Here, Fuller listed five ways in which his fellow Baptists could prepare themselves for renewal. At the top of the list is (1) prayer; (2) then the cultivation of Christianity in the home; (3) witnessing to unbelievers; (4) honest examination of what needs to be changed in one's character and purposefully seeking to change it; (5) and finally, the development of a spirit of generosity to those in need.

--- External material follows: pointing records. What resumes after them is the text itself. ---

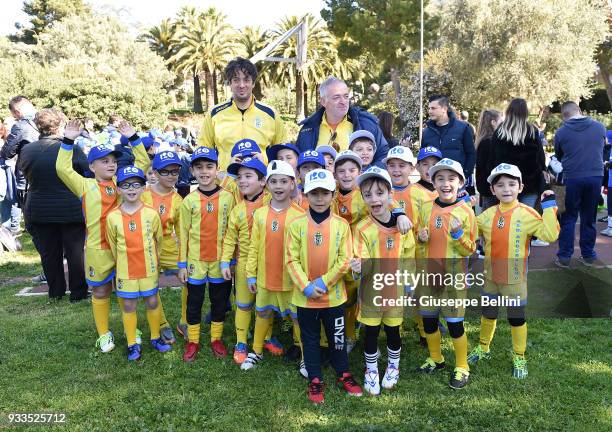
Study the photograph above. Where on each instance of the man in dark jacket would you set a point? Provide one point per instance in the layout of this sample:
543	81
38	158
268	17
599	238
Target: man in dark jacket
453	137
579	145
336	120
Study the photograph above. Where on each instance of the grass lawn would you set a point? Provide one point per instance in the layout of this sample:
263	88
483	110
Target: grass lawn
48	363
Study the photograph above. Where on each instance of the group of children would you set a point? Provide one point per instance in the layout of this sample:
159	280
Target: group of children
298	237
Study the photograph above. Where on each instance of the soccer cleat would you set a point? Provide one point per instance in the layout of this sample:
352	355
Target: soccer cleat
167	335
240	352
134	352
181	328
218	348
371	382
160	345
390	377
459	378
316	389
430	366
191	351
106	342
349	384
251	361
519	367
478	354
274	346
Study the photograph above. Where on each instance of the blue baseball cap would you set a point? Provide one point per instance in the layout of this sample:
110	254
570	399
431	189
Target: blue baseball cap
128	172
249	162
204	153
426	152
245	147
311	156
165	158
98	152
272	152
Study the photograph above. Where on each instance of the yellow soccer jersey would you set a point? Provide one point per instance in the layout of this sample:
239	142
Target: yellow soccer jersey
134	240
507	230
266	264
203	224
225	125
168	207
97	198
318	251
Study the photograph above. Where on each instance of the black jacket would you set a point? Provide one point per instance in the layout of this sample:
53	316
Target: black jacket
49	200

However, Fuller went on to stress, one's heart attitude was also important. "Think it not sufficient that we lament and mourn over our departures from God. We must return to him with full purpose of heart." As Fuller reflected on this matter of heart-renewal, he urged his readers to "cherish a greater love to the truths of God; pay an invariable regard to the discipline of his house; cultivate love to one another, frequently mingle souls by frequently assembling yourselves together; encourage a meek, humble, and savoury spirit."6

 

To Be Continued...


1. For the life and ministry of Fuller, see Paul Brewster, Andrew Fuller: Model Pastor-Theologian (Nashville, TN: B&H Academic, 2010) and Peter J. Morden, The Life and Thought of Andrew Fuller (1754-1815) (Milton Keynes, England: Paternoster, 2015).

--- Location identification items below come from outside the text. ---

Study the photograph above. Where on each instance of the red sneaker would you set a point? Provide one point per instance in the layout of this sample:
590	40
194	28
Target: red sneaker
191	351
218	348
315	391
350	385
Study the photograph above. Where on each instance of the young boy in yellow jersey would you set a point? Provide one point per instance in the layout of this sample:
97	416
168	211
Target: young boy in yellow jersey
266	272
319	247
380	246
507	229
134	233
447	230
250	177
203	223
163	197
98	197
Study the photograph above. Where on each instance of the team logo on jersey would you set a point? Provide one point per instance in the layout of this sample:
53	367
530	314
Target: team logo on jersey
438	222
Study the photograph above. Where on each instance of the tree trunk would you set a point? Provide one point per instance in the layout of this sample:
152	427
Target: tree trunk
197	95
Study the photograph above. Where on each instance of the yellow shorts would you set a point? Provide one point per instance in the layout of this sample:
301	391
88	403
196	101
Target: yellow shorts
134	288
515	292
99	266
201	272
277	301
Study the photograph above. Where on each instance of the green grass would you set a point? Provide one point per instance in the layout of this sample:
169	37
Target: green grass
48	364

2. A History of the English Baptists (London: Carey Kingsgate Press Ltd., 1956), 166.

3. Cited Underwood, History of the English Baptists, 163-164. This quote is taken from the confession of faith that Fuller made when inducted into his second pastorate at Kettering, Northamptonshire, in 1783.

4. Andrew Fuller, Causes of Declension in Religion, and Means of Revival in The Complete Works of the Rev. Andrew Fuller, ed. Joseph Belcher (Repr. Harrisonburg, VA: Sprinkle Publications, 1988), III, 320.

5. Fuller, Causes of Declension in Religion, and Means of Revival in Complete Works, III, 320.

6. Fuller, Causes of Declension in Religion, and Means of Revival in Complete Works, III, 324.


*You can find the first two posts in this series here and here.

It is vital to note that while many Particular Baptists were in the state of declension (as described in part 1 of this series of studies on the renewal of this eighteenth-century Baptist community), from the mid-1730s on there was a tremendous movement of revival going on in Great Britain. It was a movement with such leaders as George Whitefield (1714-1770), the leading evangelist of the eighteenth century, the Wesley brothers, John (1703-1791) and Charles (1707-1788), and Howel Harris (1714-1773) in Wales. Known as the Eighteenth-century Evangelical Revival, or, in America, as the First Great Awakening, the power of this movement is well depicted by Howel Harris in a letter that he wrote at the close of 1743 to George Whitefield. Writing of the ministry of two fellow Welshmen under whose preaching Harris had recently sat, Harris told Whitefield:

"The outpouring of the Blessed Spirit is now so plentiful and common, that I think it was our deliberate observation that not one sent by Him opens his mouth without some remarkable showers. He comes either as a Spirit of wisdom to enlighten the soul, to teach and build up, and set out the works of light and darkness, or else a Spirit of tenderness and love, sweetly melting the souls like the dew, and watering the graces; or as the Spirit of hot burning zeal, setting their hearts in a flame, so that their eyes sparkle with fire, love, and joy; or also such a Spirit of uncommon power that the heavens seem to be rent, and hell to tremble."1

And as George S. Claghorn has succinctly described Whitefield's impact under God on the other side of the Atlantic in America: "Wherever he went [from Georgia to Maine], he drew congregations by the hundreds and thousands. Wholesale conversions followed, lives were transformed, and a lasting impact was made on the character of the American people."2

Many Particular Baptists, however, had deep reservations about the revival. The Wesleys, of course, were Arminians and thus beyond the pale for the Calvinistic Particular Baptists. However, Whitefield was a Calvinist. Yet, the fervency of his evangelism and his urging of the lost to embrace Christ, their only hope of salvation, prompted a number of Baptist critics to complain of what they termed his "Arminian accent."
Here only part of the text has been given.